Point of View: Weather Report

This new storm system, moving from the Midwest to the Northeast, will bring plenty of recriminations, coarse language, and gnashing of teeth
By
Jack Graves

    Today . . .     Mostly sunny, though clouded conditions resulting from a high-pleasure system that moved through the region late may take a while to clear. By noon, however, one ought to be able to face the day, even though temperatures will continue to be unseasonably cold. By midafternoon undifferentiated thoughts of escape can be expected to arrive from the south-southwest, though the disturbance may be of short duration given that everything’s booked anywhere warm.

    Tonight . . . Dreary with snow late, following a broad depression caused by newly mailed episodes of “Breaking Bad,” a mood only slightly elevated by a half pitcher of margaritas and our wishes that Walter White had been our chemistry teacher in high school, for then we might have a better handle on things by now. 

    This new storm system, moving from the Midwest to the Northeast, will bring plenty of recriminations, coarse language, and gnashing of teeth, causing even more trips to the dentist, provided the roads have been plowed and the potholes filled in. Snowfall could accumulate a total of 1 to 3 inches, or, in some areas along the South Shore, as much as 10. The prospect will likely bring with it fitful dreams of impotence and of polyurethane fumes seeping down the hall from the recently redone room, though by midmorning the snow is expected to change to drizzle. (Happy Days!)

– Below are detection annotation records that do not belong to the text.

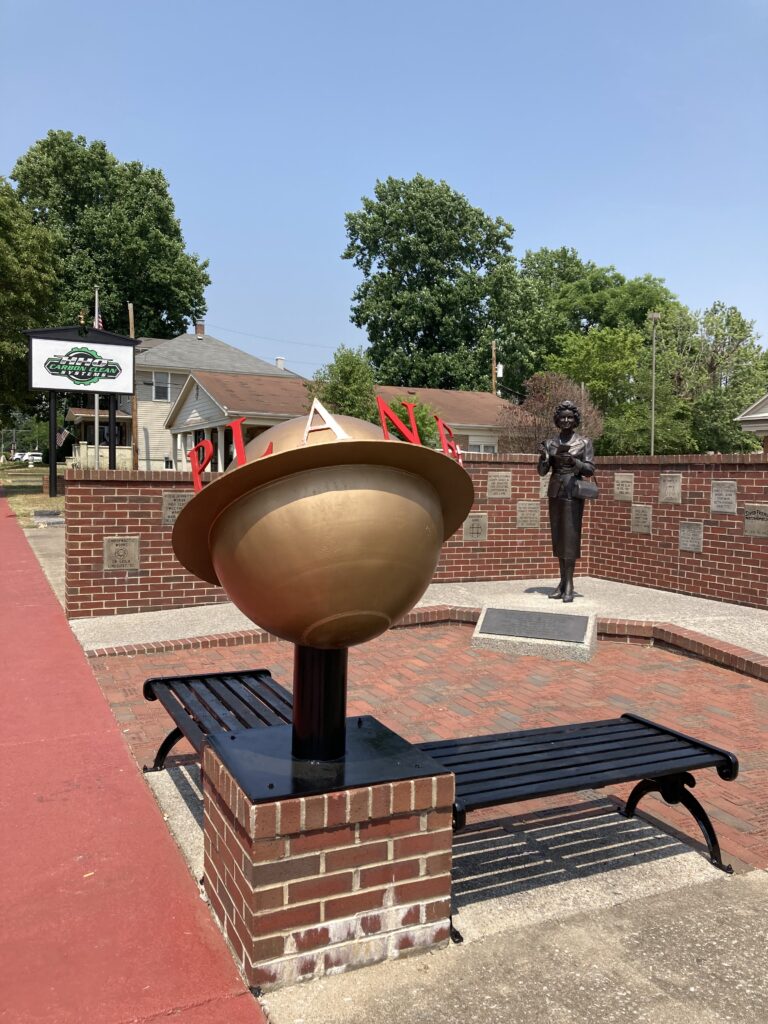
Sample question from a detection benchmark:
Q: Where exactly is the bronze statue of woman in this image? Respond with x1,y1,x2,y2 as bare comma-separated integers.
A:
537,401,595,604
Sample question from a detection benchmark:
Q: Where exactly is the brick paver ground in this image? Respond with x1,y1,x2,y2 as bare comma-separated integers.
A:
91,625,768,867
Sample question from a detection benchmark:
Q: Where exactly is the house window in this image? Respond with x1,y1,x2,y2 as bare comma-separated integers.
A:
152,370,171,401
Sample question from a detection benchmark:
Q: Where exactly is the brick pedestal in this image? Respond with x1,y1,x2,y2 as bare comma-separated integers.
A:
203,750,454,988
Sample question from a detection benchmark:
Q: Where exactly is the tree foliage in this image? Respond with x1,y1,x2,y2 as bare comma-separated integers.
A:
342,174,515,390
518,247,675,369
0,178,58,423
11,131,210,338
499,372,603,452
307,345,379,423
548,302,768,455
306,345,439,447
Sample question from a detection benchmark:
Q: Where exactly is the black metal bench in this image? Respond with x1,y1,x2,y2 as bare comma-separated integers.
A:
419,714,738,873
143,669,293,772
143,669,738,872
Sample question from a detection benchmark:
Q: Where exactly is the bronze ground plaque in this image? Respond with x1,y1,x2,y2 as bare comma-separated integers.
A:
478,608,589,643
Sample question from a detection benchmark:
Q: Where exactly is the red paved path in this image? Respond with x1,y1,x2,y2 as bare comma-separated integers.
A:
0,498,264,1024
92,622,768,867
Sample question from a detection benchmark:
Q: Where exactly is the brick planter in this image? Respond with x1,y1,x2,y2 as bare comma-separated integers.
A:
203,749,454,988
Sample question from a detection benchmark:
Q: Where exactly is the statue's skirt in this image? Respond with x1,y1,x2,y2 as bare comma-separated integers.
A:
549,498,584,561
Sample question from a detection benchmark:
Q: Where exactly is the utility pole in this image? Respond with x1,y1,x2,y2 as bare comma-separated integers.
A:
93,288,99,469
646,312,662,455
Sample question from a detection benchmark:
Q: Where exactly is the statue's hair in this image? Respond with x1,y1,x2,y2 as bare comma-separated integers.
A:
554,398,582,426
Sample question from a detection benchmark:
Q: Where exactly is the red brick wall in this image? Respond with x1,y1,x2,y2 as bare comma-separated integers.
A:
65,469,226,618
66,453,768,618
434,454,561,583
588,453,768,608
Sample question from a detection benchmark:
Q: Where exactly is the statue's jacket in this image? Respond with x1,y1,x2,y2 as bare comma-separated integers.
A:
538,434,595,499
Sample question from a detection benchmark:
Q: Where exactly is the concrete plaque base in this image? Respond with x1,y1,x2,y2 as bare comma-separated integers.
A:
471,602,597,662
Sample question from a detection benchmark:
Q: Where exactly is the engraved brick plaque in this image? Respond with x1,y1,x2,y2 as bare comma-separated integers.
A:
710,480,737,515
658,473,683,505
162,490,195,526
678,522,703,551
517,502,542,529
744,505,768,537
613,473,635,502
463,512,488,542
630,505,651,534
103,537,138,572
485,473,512,499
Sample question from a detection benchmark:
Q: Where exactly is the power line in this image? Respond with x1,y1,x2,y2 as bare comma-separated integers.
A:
208,324,331,349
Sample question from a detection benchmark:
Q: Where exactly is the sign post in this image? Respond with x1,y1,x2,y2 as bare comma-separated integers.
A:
25,326,136,498
48,391,58,498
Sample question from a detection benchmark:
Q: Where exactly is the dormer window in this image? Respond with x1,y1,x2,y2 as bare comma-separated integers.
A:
152,370,171,401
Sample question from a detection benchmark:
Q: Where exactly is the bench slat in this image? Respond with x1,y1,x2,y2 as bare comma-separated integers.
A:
228,672,293,725
456,754,718,809
212,676,286,729
238,672,293,725
174,677,222,733
189,677,243,732
148,686,205,754
421,731,680,767
418,718,651,761
440,733,684,778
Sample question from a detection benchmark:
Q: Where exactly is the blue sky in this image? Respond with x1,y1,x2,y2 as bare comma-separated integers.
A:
0,0,768,376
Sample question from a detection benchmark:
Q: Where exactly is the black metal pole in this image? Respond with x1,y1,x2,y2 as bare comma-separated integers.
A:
291,644,349,761
48,391,58,498
108,394,118,469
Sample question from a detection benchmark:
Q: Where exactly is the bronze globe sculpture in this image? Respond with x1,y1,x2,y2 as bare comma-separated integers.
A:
173,402,474,758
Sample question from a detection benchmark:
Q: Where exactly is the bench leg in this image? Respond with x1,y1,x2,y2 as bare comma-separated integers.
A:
142,726,184,772
620,771,733,874
451,800,467,833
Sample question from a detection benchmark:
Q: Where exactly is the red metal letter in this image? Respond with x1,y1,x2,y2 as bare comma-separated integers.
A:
376,394,421,444
435,416,464,466
186,440,213,490
228,416,247,468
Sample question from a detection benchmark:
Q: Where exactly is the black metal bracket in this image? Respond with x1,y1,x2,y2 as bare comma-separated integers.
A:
618,771,733,874
141,727,184,774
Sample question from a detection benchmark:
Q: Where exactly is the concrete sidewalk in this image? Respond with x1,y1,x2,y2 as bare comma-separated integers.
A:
16,530,768,1024
0,498,264,1024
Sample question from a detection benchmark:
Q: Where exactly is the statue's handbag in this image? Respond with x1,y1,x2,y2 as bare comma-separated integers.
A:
572,476,600,501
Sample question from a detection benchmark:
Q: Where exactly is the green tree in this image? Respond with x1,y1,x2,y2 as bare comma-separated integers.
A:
0,178,58,424
663,301,768,452
342,174,517,390
499,372,603,452
306,345,379,423
547,301,768,455
11,131,210,338
387,396,440,447
306,345,439,447
517,247,675,370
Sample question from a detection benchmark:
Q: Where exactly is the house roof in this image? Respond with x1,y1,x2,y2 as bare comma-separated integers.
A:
735,394,768,423
376,385,509,429
166,370,507,429
165,370,310,428
193,371,310,416
136,334,301,379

    Tomorrow . . . A bit of . . . what? Yes, yet another disturbance moving across the region in the early hours, which promises to bring with it a strong urge, as the skies slowly lighten, to remain under the covers forever.

    Thursday, Friday . . .  A chance for a bit of a blizzard Thursday, though don’t get hot under the collar, you can always play Gin Rummy. Friday may be a much milder day for struggling against entropy, though if Johnna calls from San Diego, don’t pick up the phone.